6. Practical Considerations, Limitations, and Future Directions

• Efficiency: Sampling methods may aggregate over 10–20$\times$ less computation by reducing frame budgets (e.g., LSTM over M key frames vs. C3D/ResNet over full video (Tang et al., 2022)).
• Integration: Nearly all leading methods are training-free or require minimal fine-tuning, and are thus plug-and-play front-ends for any video backbone or VLLM.
• Trade-Offs: High diversity leads to broad coverage at the risk of relevance dilution; high relevance narrows focus but may miss multi-scene cues. Adaptive interpolation parameters, gating, and mixed-criterion designs aim to rectify this.

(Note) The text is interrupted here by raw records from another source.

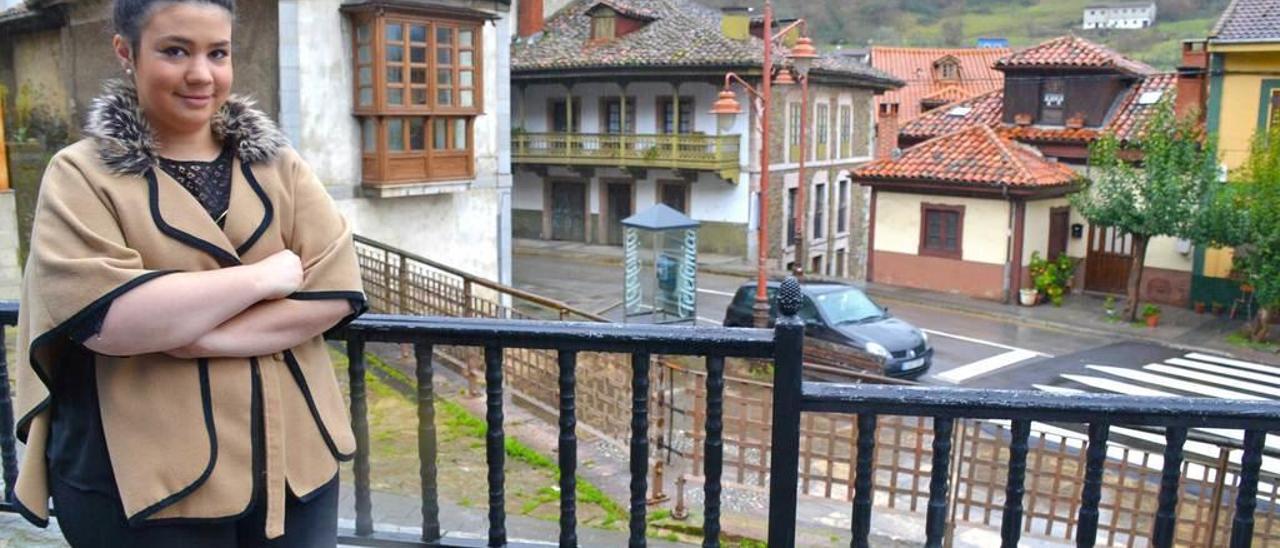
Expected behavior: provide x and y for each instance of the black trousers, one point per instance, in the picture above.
(90, 519)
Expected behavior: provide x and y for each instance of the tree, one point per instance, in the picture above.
(1162, 196)
(1246, 214)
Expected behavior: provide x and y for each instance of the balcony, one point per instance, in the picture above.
(690, 151)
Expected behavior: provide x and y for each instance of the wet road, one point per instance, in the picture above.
(969, 351)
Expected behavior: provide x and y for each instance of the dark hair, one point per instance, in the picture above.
(129, 16)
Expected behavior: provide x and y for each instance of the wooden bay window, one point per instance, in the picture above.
(417, 91)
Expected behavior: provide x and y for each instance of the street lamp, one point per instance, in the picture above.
(726, 108)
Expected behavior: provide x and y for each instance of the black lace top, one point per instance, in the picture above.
(210, 182)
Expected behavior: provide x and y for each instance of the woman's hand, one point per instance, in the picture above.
(279, 274)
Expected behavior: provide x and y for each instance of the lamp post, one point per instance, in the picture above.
(801, 55)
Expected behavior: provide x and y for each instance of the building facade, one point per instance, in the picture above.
(611, 114)
(417, 163)
(1120, 16)
(1242, 100)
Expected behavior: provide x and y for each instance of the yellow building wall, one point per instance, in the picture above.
(897, 225)
(1242, 86)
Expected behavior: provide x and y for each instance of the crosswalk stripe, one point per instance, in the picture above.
(1196, 388)
(1240, 364)
(986, 365)
(1133, 389)
(1214, 379)
(1225, 370)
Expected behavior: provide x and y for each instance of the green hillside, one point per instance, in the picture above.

• Challenges: Temporal continuity, fine-grained event capture under hard budget constraints, and generalization to domain-specific tasks (e.g., medical, egocentric datasets) remain open research areas.

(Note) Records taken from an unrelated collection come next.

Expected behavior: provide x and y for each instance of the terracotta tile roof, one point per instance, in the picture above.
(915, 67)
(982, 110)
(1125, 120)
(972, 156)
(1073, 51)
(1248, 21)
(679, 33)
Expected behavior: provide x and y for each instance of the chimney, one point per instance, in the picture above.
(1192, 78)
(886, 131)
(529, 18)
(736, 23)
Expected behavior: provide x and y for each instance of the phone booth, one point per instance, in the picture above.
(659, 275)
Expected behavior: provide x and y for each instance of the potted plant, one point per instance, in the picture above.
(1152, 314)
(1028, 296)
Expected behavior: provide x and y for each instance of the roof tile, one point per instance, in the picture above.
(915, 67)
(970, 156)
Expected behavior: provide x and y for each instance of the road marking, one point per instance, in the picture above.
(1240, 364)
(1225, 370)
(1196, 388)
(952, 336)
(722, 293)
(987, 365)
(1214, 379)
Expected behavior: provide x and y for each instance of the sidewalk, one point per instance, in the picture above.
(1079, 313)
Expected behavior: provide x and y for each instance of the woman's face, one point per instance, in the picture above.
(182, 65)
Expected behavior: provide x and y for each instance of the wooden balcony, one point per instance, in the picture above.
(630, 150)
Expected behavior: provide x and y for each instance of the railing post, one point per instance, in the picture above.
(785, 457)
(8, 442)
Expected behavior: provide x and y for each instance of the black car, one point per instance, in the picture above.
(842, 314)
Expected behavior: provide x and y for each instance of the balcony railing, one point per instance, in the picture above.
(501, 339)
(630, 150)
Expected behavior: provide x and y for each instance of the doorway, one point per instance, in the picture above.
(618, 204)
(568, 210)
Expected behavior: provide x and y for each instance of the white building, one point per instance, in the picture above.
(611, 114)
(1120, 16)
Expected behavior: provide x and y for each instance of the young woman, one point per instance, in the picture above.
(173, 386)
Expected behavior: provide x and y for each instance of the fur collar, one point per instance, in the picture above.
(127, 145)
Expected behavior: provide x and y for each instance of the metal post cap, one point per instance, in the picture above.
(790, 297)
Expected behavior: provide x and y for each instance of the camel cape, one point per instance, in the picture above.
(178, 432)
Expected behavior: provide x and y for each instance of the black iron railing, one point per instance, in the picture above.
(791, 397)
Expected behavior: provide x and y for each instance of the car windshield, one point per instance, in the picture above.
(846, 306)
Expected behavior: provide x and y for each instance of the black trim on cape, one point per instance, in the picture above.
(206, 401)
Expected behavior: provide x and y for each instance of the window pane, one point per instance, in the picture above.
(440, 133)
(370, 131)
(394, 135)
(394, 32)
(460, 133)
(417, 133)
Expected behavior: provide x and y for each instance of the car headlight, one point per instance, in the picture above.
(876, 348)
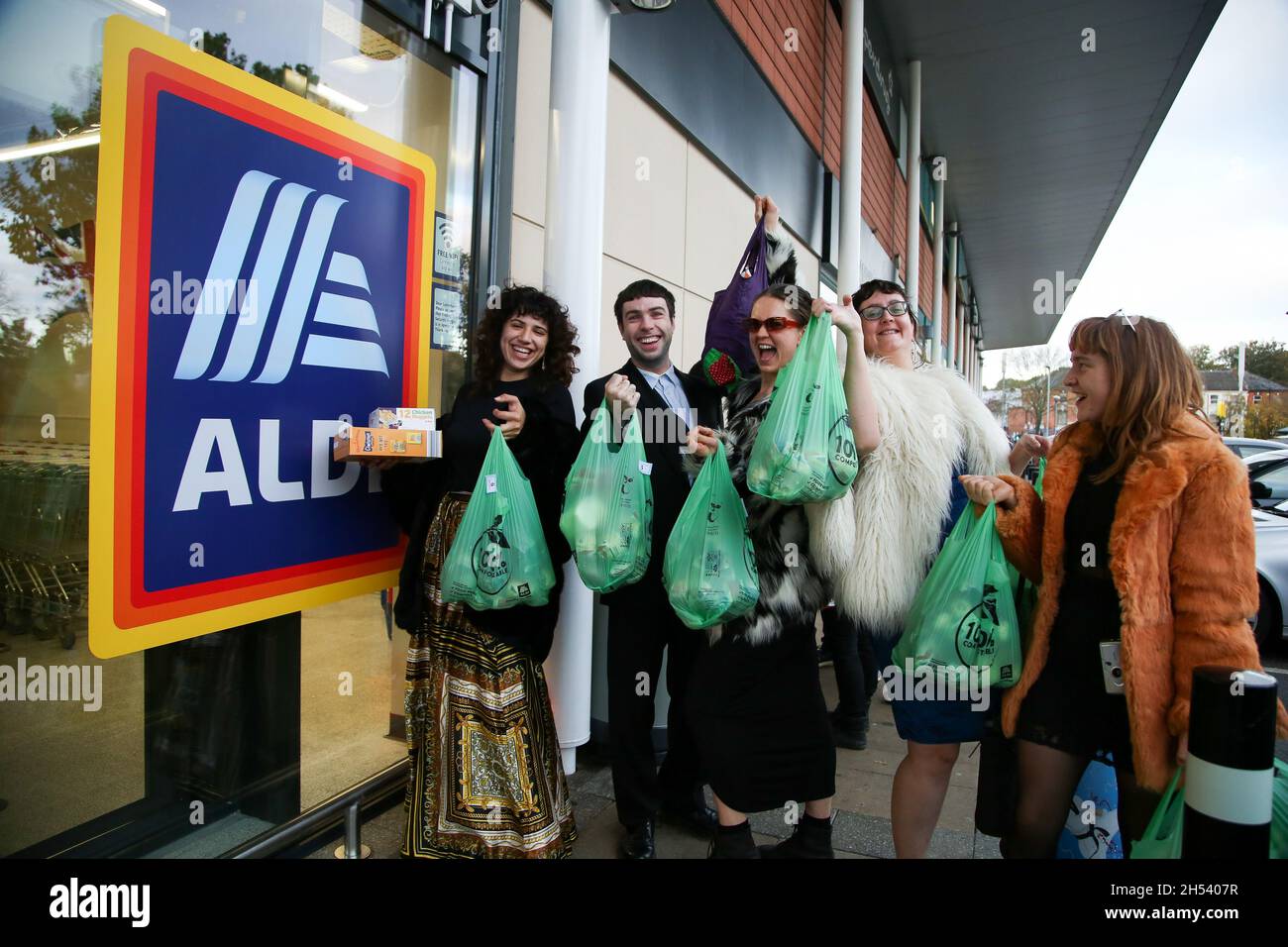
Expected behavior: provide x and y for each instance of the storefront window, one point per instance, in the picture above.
(176, 740)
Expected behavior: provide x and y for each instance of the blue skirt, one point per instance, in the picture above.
(934, 720)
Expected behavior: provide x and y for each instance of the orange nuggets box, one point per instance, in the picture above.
(386, 442)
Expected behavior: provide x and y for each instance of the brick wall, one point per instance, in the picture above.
(809, 84)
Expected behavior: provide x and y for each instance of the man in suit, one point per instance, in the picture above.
(640, 618)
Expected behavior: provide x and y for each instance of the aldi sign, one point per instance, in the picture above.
(263, 272)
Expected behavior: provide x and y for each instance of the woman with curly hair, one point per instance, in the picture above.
(485, 775)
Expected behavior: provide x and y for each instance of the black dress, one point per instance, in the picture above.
(756, 709)
(1068, 707)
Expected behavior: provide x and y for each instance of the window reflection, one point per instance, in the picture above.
(156, 740)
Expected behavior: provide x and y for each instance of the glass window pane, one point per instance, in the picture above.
(155, 732)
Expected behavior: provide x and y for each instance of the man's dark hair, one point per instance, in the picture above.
(639, 290)
(874, 286)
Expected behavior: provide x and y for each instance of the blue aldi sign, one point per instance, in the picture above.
(270, 279)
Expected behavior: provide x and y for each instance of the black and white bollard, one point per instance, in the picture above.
(1229, 776)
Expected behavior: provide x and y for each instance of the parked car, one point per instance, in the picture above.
(1247, 447)
(1267, 476)
(1271, 531)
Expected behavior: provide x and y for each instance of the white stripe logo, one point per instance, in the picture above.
(333, 309)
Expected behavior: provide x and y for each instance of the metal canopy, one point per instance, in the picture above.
(1042, 138)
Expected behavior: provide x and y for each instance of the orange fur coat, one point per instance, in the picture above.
(1183, 560)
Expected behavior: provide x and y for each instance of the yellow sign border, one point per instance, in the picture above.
(121, 35)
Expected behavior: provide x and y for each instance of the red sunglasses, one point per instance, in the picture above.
(774, 324)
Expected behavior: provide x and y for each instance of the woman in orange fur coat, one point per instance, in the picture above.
(1142, 540)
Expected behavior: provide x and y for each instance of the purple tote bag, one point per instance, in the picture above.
(728, 355)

• Ablation and Robustness: Most empirical studies demonstrate monotonic gains from integrating more advanced sampling (e.g., MaxVol+diversity, prompt-adaptive gates). Robustness to frame-level annotation noise and deployment variants is increasingly studied (Li et al., 16 Dec 2025).

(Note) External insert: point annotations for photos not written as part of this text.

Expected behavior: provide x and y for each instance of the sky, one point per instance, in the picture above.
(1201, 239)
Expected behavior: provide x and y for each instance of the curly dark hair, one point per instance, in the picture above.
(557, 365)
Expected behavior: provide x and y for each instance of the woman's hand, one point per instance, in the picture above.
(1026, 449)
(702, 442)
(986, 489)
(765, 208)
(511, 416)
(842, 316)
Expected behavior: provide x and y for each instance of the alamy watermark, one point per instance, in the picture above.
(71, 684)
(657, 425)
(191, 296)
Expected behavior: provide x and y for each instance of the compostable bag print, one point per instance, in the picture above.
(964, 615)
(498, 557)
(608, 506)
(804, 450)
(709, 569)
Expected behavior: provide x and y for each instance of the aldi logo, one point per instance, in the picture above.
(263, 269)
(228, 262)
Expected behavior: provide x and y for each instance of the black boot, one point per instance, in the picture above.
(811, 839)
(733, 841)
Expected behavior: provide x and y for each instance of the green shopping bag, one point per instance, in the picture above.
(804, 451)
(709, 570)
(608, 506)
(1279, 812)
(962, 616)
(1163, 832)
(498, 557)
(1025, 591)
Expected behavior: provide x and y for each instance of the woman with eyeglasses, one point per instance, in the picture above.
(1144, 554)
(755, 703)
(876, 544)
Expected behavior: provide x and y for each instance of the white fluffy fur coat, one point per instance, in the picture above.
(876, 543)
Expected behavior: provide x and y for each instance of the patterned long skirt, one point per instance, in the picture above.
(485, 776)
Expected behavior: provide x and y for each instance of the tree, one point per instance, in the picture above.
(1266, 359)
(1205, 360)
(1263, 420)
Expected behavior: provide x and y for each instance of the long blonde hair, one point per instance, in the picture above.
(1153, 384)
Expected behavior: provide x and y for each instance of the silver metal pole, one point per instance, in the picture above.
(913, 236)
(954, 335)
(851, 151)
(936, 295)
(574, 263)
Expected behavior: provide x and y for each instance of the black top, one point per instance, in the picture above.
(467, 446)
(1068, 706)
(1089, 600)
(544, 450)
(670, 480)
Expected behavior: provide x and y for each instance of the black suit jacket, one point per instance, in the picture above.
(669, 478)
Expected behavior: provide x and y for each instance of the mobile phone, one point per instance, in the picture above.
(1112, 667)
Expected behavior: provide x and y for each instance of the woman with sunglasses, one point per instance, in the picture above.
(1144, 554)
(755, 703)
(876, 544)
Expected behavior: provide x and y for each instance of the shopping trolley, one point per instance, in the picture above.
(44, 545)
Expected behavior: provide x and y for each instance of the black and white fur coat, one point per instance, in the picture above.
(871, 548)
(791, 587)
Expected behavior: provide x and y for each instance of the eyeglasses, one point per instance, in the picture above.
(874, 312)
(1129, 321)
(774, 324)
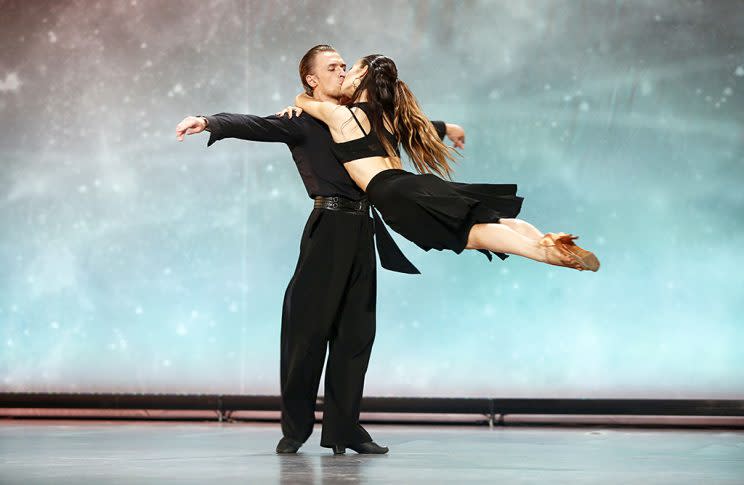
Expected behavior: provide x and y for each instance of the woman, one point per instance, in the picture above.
(429, 211)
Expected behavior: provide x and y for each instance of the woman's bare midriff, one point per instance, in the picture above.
(364, 169)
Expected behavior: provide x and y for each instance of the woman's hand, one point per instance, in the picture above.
(289, 110)
(456, 134)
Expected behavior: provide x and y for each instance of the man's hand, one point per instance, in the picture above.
(456, 134)
(289, 110)
(190, 126)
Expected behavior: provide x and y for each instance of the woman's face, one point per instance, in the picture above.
(357, 71)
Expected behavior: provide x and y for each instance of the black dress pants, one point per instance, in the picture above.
(330, 303)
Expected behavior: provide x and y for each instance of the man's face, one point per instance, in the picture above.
(328, 74)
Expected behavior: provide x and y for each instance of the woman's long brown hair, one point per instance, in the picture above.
(389, 96)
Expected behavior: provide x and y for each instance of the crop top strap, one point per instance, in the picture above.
(355, 119)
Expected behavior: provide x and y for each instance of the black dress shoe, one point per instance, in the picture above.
(288, 445)
(368, 448)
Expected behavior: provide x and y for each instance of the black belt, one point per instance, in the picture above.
(391, 257)
(343, 204)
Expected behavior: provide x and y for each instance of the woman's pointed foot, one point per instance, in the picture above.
(566, 251)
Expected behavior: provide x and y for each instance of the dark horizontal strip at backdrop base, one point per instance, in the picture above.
(434, 405)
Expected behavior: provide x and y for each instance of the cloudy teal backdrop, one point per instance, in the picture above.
(130, 262)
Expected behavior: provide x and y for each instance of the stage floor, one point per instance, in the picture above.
(82, 452)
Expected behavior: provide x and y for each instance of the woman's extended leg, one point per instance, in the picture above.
(552, 249)
(523, 227)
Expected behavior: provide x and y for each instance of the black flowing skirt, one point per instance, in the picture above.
(436, 214)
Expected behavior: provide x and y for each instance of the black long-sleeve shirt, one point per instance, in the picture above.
(308, 139)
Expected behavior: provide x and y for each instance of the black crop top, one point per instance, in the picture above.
(367, 146)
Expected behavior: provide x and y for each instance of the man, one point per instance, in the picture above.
(331, 298)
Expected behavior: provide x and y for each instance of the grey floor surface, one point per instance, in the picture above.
(83, 452)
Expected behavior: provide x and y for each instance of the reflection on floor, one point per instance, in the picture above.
(80, 452)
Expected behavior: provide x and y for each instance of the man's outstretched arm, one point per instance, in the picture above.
(244, 127)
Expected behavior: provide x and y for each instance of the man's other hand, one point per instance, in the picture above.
(190, 126)
(456, 134)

7. Summary Table: Core Features of Leading Key Frame Sampling Approaches

Approach	Driven by	Diversity Control	Context Adaptivity	Sampling Budget	Empirical Gains
MaxInfo	Embedding volume	MaxVol/rectangular volume	No	Fixed	+3–6 pp accuracy
AdaRD-Key	Relevance+logdet	Log-determinant, adaptive λ	Yes, gate for relevance	Fixed	+0.3–1.2 pp over baselines
AKS (Adaptive)	Prompt similarity	Hier. bin coverage	Yes, threshold recursion	Fixed	+2–5 pp over uniform
ASCS (KFS-Bench)	QA similarity	Clustering, QVRS-balancing	Yes, QVRS trade-off	Fixed	SOTA QA, UKSS
MGSampler	Motion salience	CDF-uniform in motion score	No	Fixed	+1–2 pp action recognition
FrameRS	Reconstruct. loss	MLP over feature pairs	No	~30% of frames	$\leq$0.2 dB from oracle
Entropy methods	Entropy bins	Global/local, redundancy	No	Data-driven	Lower manual deviation

Key frame sampling is an active area of research crucial for scalable, efficient, and task-adaptive video processing pipelines. Algorithmic innovation is driven by submodular optimization, volume-based selection, self-supervision, and language-aware relevance—each facilitating dramatically improved accuracy, efficiency, and downstream utility in modern video-based machine learning systems (Tang et al., 2022, Li et al., 5 Feb 2025, Tang et al., 28 Feb 2025, Zhang et al., 3 Oct 2025, Li et al., 16 Dec 2025, Zhi et al., 2021, Chasmai et al., 18 Jun 2025).